On the other hand, I'm inspired by the young Obama volunteers who are out there campaigning in the midst of all these racist idiots. Throughout the primaries, I've been impressed by younger voters who are fired up about this election, getting so involved, turning out in huge numbers, and who seem much less concerned about someone's gender or race. Good for them.

5 comments:

Jeff said...

It's disheartening. Back in their heyday in the twenties, the Klan had their biggest membership in Indiana. In fact, one of my wife's great uncles (Claude or Harry, I forget which one) was a Kluxer in New York state.

You know, the first time I saw that photo was in my sociology textbook in my freshman year in college. It's one thing for a bunch of lynching murderers to be hanging around for a photo, but the thing I always found most chilling was the young feller playfully tugging on the thumb of his dull-eyed girlfriend. Now there's a fun night out on a date... Let's go for ice cream next...

cowboyangel said...

You're right - that's the scariest part of the photo.

Do you think this kind of ground-level racism is going to be a problem in the general election?

Jeff said...

Man, I don't know.... I thought the people who still felt this way weren't inclined to vote Democratic to begin with. I thought they'd already left the party a couple of decades ago, the ones that you would term reactionary.

What really frosts me was the self-fulfilling prophecy that played out here. The race card was played, and now it's being used as a rationale by the people who played it to stay alive in this contest. Then again, maybe it wouldn't have made any difference. Maybe this stuff really was latent out there after all.

cowboyangel said...

I thought they'd already left the party a couple of decades ago

Or four decades ago. I wonder how many of these people have been Democrats all along and how many are refugees from the Bush Republicans who decided to try something different? My feeling is that many were here all along but never had to deal with an African-American candidate before.
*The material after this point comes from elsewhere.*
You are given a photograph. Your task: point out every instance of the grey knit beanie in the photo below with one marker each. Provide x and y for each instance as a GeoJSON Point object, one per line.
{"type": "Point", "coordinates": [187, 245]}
I do think the Clintons playing the race card will be incredibly damaging in the general election. It's given legitimacy to something really horrid and something that I'm not convinced the Republicans could've gotten away with as well if they had initiated it.

Liam said...

I still think Obama can change the minds of unexpected people, but I don't know about this level of troglodytism. The electoral math worries me a little bit. There has been talk about how no dem has won the general election and lost WV for a number of decades. That's not true -- Gore lost WV but won the election (he just lost the presidency, the idiot).

Still, so many things have changed this time around it's hard to tell. Tons of voter registration, tons of young people who will actually vote. They can more than compensate for the few knuckle-draggers who wouldn't be voting GOP anyway.